Gevaarherkenning
Gevaarherkenning
Gevaarherkenning in het verkeer
Sinds 2009 toetst het CBR tijdens het auto theorie examen op het onderdeel gevaarherkenning. Tijdens dit onderdeel wordt er gekeken of je gevaarlijke situaties in het verkeer vroegtijdig kunt opmerken en voorspellen. Hiermee wordt dus getoetst of je beschikt over het vermogen om correct te handelen in gevaarlijke situaties in het verkeer. Als de kans vrij groot is dat er een ongeval zal plaatsvinden, mits er niet op tijd wordt gehandeld, wordt er gesproken over een gevaarlijke situatie in het verkeer.
Gevaarherkenning tijdens het examen
Gevaarherkenning tijdens het auto theorie examen bestaat uit 25 vragen. Deze vragen bestaan uit afbeeldingen van een verkeerssituatie en geeft je de mogelijkheid te kiezen uit drie verschillende antwoorden: niets doen, het gas loslaten of remmen.
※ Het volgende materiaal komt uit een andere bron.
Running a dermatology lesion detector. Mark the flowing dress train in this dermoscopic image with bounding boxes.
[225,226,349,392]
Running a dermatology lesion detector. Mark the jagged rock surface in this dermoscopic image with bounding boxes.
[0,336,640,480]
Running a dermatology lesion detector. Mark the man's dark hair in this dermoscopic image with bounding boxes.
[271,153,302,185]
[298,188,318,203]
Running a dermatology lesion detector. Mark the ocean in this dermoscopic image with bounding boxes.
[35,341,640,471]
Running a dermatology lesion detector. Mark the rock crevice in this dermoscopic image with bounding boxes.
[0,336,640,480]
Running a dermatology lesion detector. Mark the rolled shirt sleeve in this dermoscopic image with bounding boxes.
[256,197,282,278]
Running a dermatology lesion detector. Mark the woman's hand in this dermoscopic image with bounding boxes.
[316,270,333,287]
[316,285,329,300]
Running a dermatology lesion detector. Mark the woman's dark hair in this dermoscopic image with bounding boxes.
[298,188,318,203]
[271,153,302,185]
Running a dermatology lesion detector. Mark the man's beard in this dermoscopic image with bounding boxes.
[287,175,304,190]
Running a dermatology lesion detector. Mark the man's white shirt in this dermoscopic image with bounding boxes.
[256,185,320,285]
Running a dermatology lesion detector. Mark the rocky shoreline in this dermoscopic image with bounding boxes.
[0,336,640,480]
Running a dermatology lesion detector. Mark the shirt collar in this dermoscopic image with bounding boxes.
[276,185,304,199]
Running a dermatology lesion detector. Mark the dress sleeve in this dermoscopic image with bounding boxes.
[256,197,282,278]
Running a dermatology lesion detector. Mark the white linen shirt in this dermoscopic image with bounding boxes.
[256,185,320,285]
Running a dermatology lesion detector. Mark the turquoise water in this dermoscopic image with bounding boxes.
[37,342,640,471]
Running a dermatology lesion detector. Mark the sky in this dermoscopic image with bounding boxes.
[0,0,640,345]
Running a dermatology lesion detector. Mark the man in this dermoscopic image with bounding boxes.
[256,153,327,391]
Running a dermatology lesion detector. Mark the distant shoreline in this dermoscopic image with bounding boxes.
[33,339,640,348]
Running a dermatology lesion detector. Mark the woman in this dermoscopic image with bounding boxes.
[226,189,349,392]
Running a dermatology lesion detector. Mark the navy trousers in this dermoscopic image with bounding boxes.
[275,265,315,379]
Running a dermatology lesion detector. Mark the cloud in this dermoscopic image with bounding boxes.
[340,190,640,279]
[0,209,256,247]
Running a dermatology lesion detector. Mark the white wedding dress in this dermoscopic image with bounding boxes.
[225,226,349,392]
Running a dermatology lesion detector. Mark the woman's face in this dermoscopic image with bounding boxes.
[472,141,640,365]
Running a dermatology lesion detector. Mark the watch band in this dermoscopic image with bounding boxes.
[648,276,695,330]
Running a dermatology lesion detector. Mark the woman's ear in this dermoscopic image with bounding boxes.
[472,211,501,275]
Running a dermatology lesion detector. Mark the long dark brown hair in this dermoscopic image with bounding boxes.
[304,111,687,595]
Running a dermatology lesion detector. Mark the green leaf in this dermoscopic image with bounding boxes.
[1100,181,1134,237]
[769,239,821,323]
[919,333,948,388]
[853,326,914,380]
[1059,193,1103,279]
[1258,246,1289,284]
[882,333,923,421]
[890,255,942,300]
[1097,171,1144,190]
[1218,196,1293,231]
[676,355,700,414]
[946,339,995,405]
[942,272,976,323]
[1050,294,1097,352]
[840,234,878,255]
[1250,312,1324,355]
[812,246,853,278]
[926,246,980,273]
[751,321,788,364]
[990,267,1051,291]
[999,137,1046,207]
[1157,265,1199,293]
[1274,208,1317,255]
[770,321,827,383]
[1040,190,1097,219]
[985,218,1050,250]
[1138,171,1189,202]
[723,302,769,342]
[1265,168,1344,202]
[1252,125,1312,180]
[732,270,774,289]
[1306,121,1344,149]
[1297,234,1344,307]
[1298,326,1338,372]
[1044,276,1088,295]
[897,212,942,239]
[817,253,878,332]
Per vraag heb je tijdens dit onderdeel acht seconden de tijd om een antwoord te geven. Een tip voor dit onderdeel is om naar de snelheidsmeter en in de achteruitkijkspiegel te kijken.
Gevaarherkenning tijdens het theorie examen is een onderdeel waar veel leerlingen problemen mee ondervinden. Hieronder zullen wij daarom wat dieper ingaan op de verschillende drie antwoorden en in welke verkeerssituatie je kiest voor een bepaald antwoord.
Wanneer moet je niks doen?
Tijdens het auto theorie examen kies je voor niks doen als er geen direct gevaar geconstateerd wordt en er tijdens de verkeerssituatie geen ongeval zal kunnen afspelen. Vaak hoef je niks te doen als er weinig snelheidsverschil is, de bestuurder voldoende ruimte en tijd heeft om een handeling uit te voeren en er een vlucht methode is.
Wanneer moet je gas los laten?
Je dient gas los te laten als er een verkeerssituatie afspeelt waar er een kans bestaat dat er iets zou kunnen gebeuren. Doe dit in een situatie als je het niet vertrouwt, de snelheid is aangepast en wanneer je de situatie niet meer goed kunt inschatten.
Wanneer moet je remmen?
Je kiest voor remmen als er tijdens een verkeerssituatie een direct gevaar afspeelt. Dit doe je in een situatie waarbij het voertuig een hoge snelheid behaalt, op smalle wegen, bij wegen met obstakels en bij tegenliggers. Ook dien je te remmen bij een scherpe bocht, in drukke gebieden, ontstaan van files en bij een onoverzichtelijk kruispunt.